Pol Pot exhibited the qualities and characteristics of a charismatic leader. He was able to communicate his messages in simple terms and he usually spoke with complete candor. His message to the people and his deeds, his way of life, reinforced the image of a man who was incorruptible and who cared passionately about the poor. He was a man with broad empathic capacity for Cambodian peasants. When he spoke of the corrupt government, people accepted his message readily because they, too, saw corruptions with their own eyes. When he spoke of his vision of a new society free from all corruptions, people were eager to embrace this vision. He instilled confidence in his followers and was able to inspire them to rise up and fight against "the enemy."

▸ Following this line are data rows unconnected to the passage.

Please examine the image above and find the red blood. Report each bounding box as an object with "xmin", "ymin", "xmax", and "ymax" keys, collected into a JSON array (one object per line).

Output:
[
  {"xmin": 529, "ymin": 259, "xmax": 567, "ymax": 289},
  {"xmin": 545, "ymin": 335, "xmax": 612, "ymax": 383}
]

As suggested by David P. Chandler in his political biography of Pol Pot entitled Brother Number One, Pol Pot or Saloth Sar belonged among the visionary leaders of Cambodian history - a history filled with prolonged exploitations by foreign powers from near and far. At some stage in his life, he reacted against the subservience and quietude of the Cambodian people. The traditional authority of Cambodian royal family and the royal family's indolence depressed him. In the 1950s, he came to see communism as a set of empowering and liberating techniques that could be applied to Cambodia to remove the traditional authority, social and economic injustice, and subservience. The crucial role to be played by intellectuals like Pol Pot in this process was the inclusion of Cambodia's peasants as the main instrument, the means, with which social transformation could be achieved. His charisma played an important role in recruiting followers from among Cambodia's poor and illiterate to his cause. For the most part, the people from this social stratum of Cambodian society remained loyal to Pol Pot virtually until the day of his death in April 1998.

Throughout his life, this man seemed to have tailored his performance to fit the people he was with - to fit the expectations of his followers - making the "genocidal maniac" hard to find. Such masterful performances demonstrated his broad understanding of the fundamental notion that an effective leader must appeal to the needs of the masses. Until the end, many people, particularly Cambodian peasants, continued to embrace his vision of "a new society." The disjunction between his genteel charisma and the death toll of his regime, however, remains an enigma that transcends dispositional explanations. As Pol Pot told Nate Thayer in 1997, "look at me, am I a savage person? My conscience is clear."

At the end, an observer of Cambodia's contemporary history cannot overlook one important irony. In retrospect, the man, whose revolutionary awakening was firmly rooted in his utter hatred of traditional authority, was no better than his predecessor was in ruling this small nation. Pol Pot's rule turned out to be a human tragedy much, much worse than the rules of those before him. His unswerving love of power resulted in the deaths of more than a million of his compatriots, or one in seven, in less than four years. So many innocent lives perished pointlessly and in unimaginable pain. The actions of one man changed the course of the entire nation. This was not the first time that humanity had to endure this kind of injustice. It is very doubtful that it would be the last!

-- December 2001



Chandler, David P. Brother Number One: A Political Biography of Pol Pot. Boulder, Colorado: Westview Press, 1999.

Chandler, David P. The Tragedy of Cambodian History: War, Politics and Revolution since 1945. New Haven: Yale University Press, 1991.

Thayer, Nate. "Day of Reckoning." Far Eastern Economic Review, 30 October, 1997: pp. 14-20.

Thayer, Nate. "My Education." Far Eastern Economic Review, 30 October, 1997: p. 21.